She felt herself beginning to fail. Already in the forest and the swamp she had been tired, before ever she began this losing fight with the water; and even had she not been tired it would still have been beyond her. As the force of the current strengthened again she abandoned all attempt to swim steadily across it, merely drifting passively and then suddenly snatching a quick stroke or two, for all the world as though hoping that the demon might not catch sight of her in time. She must be in midstream-now-of that much she felt sure-but still her half-blinded, water-filled eyes could make out no trace of the opposite bank.

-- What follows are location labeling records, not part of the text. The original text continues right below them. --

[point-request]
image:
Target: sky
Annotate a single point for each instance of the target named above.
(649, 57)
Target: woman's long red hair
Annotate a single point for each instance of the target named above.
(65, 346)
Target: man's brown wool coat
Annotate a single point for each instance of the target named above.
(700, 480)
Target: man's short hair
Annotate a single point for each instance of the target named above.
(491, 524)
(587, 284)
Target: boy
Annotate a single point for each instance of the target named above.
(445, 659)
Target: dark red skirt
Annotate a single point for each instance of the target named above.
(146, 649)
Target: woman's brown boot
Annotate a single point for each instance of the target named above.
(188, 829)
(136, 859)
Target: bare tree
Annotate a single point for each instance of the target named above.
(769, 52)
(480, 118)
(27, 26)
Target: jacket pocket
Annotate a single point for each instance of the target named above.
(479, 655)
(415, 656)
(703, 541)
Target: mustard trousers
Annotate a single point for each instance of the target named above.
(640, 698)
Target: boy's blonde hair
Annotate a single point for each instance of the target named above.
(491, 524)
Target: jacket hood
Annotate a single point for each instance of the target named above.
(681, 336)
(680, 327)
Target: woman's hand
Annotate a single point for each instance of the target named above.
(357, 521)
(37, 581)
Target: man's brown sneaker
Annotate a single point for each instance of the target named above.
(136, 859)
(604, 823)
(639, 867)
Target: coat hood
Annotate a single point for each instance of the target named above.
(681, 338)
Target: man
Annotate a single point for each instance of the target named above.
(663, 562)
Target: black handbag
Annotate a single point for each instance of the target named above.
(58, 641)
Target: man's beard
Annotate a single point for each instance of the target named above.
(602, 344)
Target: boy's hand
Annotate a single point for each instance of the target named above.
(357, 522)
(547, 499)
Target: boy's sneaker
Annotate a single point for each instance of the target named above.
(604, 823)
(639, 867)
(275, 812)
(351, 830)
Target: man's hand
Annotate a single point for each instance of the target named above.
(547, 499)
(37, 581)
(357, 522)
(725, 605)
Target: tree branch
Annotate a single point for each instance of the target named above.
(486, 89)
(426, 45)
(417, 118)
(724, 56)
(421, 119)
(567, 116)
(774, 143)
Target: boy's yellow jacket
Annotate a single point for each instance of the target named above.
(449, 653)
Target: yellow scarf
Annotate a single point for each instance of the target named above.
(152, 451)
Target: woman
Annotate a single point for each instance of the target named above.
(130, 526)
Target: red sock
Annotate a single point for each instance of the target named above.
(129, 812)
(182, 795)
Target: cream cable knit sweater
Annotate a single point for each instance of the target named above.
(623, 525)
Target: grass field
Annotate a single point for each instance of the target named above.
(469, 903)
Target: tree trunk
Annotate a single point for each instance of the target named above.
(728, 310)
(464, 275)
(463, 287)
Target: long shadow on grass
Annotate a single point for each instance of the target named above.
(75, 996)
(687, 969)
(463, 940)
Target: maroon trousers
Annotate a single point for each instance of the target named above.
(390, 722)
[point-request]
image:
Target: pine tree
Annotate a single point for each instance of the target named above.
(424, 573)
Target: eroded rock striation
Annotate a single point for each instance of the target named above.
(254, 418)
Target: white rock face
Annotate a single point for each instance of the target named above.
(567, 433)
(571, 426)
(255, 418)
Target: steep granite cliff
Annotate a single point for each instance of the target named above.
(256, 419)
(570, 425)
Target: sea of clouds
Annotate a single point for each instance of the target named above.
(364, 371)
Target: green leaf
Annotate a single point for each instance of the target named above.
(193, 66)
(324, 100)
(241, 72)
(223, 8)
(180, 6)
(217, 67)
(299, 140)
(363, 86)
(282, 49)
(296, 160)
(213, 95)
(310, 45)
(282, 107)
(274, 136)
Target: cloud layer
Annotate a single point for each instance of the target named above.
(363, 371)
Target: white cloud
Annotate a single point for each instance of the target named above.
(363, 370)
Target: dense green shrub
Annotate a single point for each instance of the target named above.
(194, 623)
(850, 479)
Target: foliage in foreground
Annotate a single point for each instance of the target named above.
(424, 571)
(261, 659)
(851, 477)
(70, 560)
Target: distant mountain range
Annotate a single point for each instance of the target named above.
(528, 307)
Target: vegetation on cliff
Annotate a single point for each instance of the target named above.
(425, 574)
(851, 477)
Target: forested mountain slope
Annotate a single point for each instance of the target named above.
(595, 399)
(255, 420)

Suddenly pain ripped down the length of her right thigh. Something jagged had pierced her, torn her. Clutching at the place, she was instantly pulled under, mouth and throat full of water, choking; kicking to get her head above the surface. She came up to find herself drifting backwards, and as her eyes cleared saw flash past her in the gloom a glistening, humped, irregular shape, solid amid spatterings of gray foam. An instant later it was followed by another. She was among rocks. It must have been a sharp rock which had gashed her.

Even as she realized her danger the shape of another rock as big as herself came rushing towards her out of the blackness of the river. There was turbulent noise all around her now-a jagged expanse of broken water, roaring and booming. It was like being among a herd of stampeding beasts.

Thrusting out both hands, she clutched at a pointed, uneven projection of rock and clung to it amid the tumult, seeking no more than to hold herself where she was. Now that the demon had driven her into a trap from which all her strength and skill as a swimmer could not save her, now that her death was certain, her only thought was simply to survive the next moment. Soon she would not have the strength even to retain her hold on the smooth, wet stone. There was no pain along her thigh now, but the

water, in the gash, felt very cold: she must be losing blood fast.

It was then, as she hung swaying to and fro at the end of her clenched fingers, that she suddenly glimpsed a glow of fire in the dark. Far off-what did "far off" mean, in this welter where she could move no way but deathward?- yet it was real, it was not her fancy. It was downstream of her and on her right. It was not a lamp or torch, but the redness of a burning fire; and for an instant-or so it seemed to her-she could hear voices. With all her remaining strength she shouted; listened, then shouted again. There was no reply. Yet the fire burned on. And if she could reach it she would live and not die.

She let go of the rock, giving a strong push with her legs, lunging away, thrusting herself as hard as she could across the current in the direction of the fire. Instantly there appeared another rock, low in the stream, almost level with the surface, split and fissured. The water poured over and through it. Trying to cling to it, she could find no hold and was swept onward.

Then began a nightmare of scraping and jarring, of grabbing, of seizing and losing hold, of gasping and choking and an endless succession of heavy, horribly painful blows, as though she were being beaten with stone hammers. Sometimes she clung, sometimes she knelt, sometimes she fell. Once, in struggling, she kicked a rock and screamed with pain, sure that she must have broken her toes. Yet surely the fire was nearer?

As often as her head went under the water resounded far and near with the chattering of stones. She was bemused now, no longer capable of thought, mindless of past or future or of where she had come from. She had never done anything in her life but struggle and writhe in this howling, rock-strewn darkness, the fanged mouth of the water demon, to be bitten small and gulped down into the Valderra.

A voice was shouting: her own voice or another's? In her own mind, or the voice of some bygone victim, some water-ghost wailing in the cataract? Why must she go on suffering, why could she not submit herself to the river and drown? Yet she could not, but still gulped and fought for air, no longer swimming, becoming nothing but flotsam tossed and battered from rock to rock. Looking up suddenly, she saw the fire quite plainly. It was level with her;

and it must be close, for she could actually make out the shape of a blazing log. There were-O Lespa!-there were men beside it; men standing secure on dry land, not thirty yards away!

Next moment her head struck heavily against a rock. For a moment she felt a dizzy, sickening pain, and then nothing more.